Abstract Background Inhibitors of Poly (ADP-Ribose) Polymerases (PARP) provide clinical benefit to patients with breast and ovarian cancers, by compromising the DNA repair activity of cancer cells. Although these agents extend progression-free survival in many patients, responses can be short lived with many patients ultimately progressing. Identification of combination partners that increase dependence of cancer cells to the DNA repair activity of PARPs may represent a strategy to increase the utility of PARP inhibitors. Protein arginine methyltransferase 5 (PRMT5) regulates DNA damage response pathways through splicing and protein modification, and inhibitors of PRMT5 have recently entered clinical trials. Methods The effect of PRMT5 inhibition on the levels of DNA damage and repair markers including γH2AX, RAD51, and 53BP1 was determined using high content immunofluorescent imaging.

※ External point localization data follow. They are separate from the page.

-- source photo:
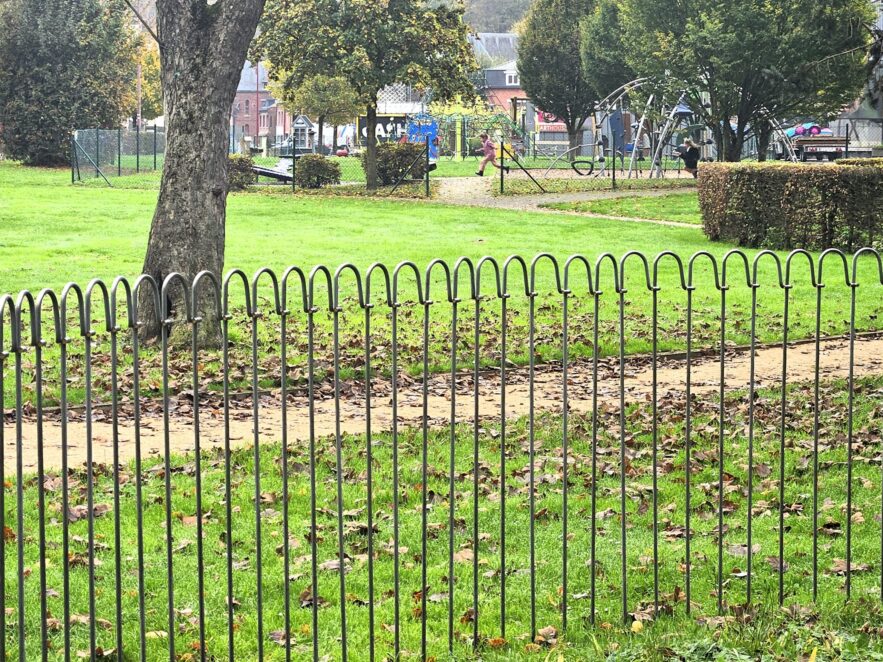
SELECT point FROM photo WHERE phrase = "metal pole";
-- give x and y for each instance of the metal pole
(502, 168)
(426, 174)
(613, 156)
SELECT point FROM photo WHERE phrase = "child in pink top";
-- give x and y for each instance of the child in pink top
(490, 155)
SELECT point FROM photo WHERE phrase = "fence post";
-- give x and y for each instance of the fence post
(613, 155)
(426, 174)
(502, 165)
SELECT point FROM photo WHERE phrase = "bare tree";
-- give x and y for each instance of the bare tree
(203, 44)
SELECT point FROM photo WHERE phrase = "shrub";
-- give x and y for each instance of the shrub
(787, 206)
(239, 172)
(393, 160)
(316, 171)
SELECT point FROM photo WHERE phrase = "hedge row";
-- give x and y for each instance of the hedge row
(788, 206)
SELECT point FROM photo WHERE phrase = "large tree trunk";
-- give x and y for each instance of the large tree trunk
(202, 50)
(371, 147)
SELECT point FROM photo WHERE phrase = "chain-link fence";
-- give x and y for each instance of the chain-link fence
(105, 154)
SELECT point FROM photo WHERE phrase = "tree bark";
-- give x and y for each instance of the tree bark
(202, 50)
(371, 147)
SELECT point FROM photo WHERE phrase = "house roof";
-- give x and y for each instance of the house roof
(247, 78)
(511, 65)
(495, 46)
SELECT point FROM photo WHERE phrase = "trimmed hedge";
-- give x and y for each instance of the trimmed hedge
(393, 160)
(315, 171)
(239, 172)
(786, 206)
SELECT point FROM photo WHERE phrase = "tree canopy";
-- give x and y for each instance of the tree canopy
(63, 65)
(370, 45)
(549, 61)
(748, 60)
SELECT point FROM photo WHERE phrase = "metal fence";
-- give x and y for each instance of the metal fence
(363, 468)
(105, 154)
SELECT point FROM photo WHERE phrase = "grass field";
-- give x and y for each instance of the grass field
(827, 629)
(677, 207)
(52, 233)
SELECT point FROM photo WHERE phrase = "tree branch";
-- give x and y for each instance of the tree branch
(142, 21)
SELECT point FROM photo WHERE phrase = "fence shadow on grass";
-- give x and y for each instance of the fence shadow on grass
(372, 499)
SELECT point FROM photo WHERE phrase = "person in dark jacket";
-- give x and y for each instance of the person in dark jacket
(690, 155)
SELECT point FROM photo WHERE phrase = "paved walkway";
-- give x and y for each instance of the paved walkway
(477, 192)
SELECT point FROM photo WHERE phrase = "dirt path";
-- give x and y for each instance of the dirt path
(548, 379)
(476, 192)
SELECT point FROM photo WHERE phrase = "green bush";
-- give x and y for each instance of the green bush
(239, 172)
(787, 206)
(316, 171)
(393, 160)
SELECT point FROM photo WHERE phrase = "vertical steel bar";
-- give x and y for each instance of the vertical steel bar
(451, 471)
(815, 445)
(720, 452)
(688, 431)
(783, 426)
(311, 395)
(475, 467)
(117, 534)
(503, 333)
(395, 478)
(139, 499)
(424, 475)
(622, 458)
(286, 551)
(565, 360)
(655, 437)
(90, 482)
(41, 497)
(197, 457)
(228, 487)
(255, 412)
(167, 466)
(594, 496)
(338, 444)
(532, 457)
(850, 439)
(20, 504)
(369, 455)
(751, 399)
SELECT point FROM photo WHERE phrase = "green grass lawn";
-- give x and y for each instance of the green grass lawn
(830, 627)
(678, 207)
(52, 233)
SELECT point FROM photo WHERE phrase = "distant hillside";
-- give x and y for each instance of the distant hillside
(495, 15)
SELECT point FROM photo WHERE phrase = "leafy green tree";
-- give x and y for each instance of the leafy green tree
(749, 60)
(370, 45)
(549, 62)
(602, 48)
(328, 99)
(63, 65)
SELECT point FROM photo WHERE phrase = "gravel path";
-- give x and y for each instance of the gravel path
(547, 391)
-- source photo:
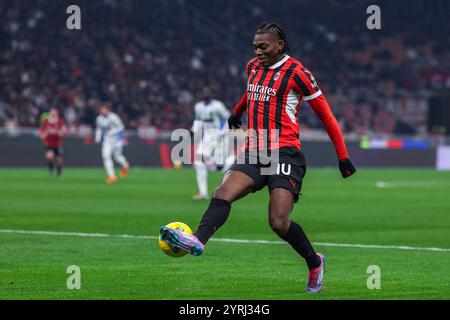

The anti-proliferative activity of the combination of PRMT5 and PARP inhibitors was evaluated using in vitro models of breast and ovarian cancers using both cell lines and ex vivo patient derived xenografts. Finally, the combinations of PRMT5 and PARP inhibitors were evaluated in cell line xenograft models in vivo. Results Inhibition of PRMT5 by GSK3326595 led to increased levels of markers of DNA damage. The addition of GSK3326595 to the PARP inhibitor, niraparib, resulted in increased growth inhibition of breast and ovarian cancer cell lines and patient derived spheroids. In vivo, the combination improved the partial effects on tumor growth inhibition achieved by either single agent, producing complete tumor stasis and regression. Conclusion These data demonstrate that inhibition of PRMT5 induced signatures of DNA damage in models of breast and ovarian cancer. Furthermore, combination with the PARP inhibitor, Niraparib, resulted in increased anti-tumor activity in vitro and in vivo. Overall, these data suggest inhibition of PRMT5 as a mechanism to broaden and enhance the clinical application of PARP inhibitors.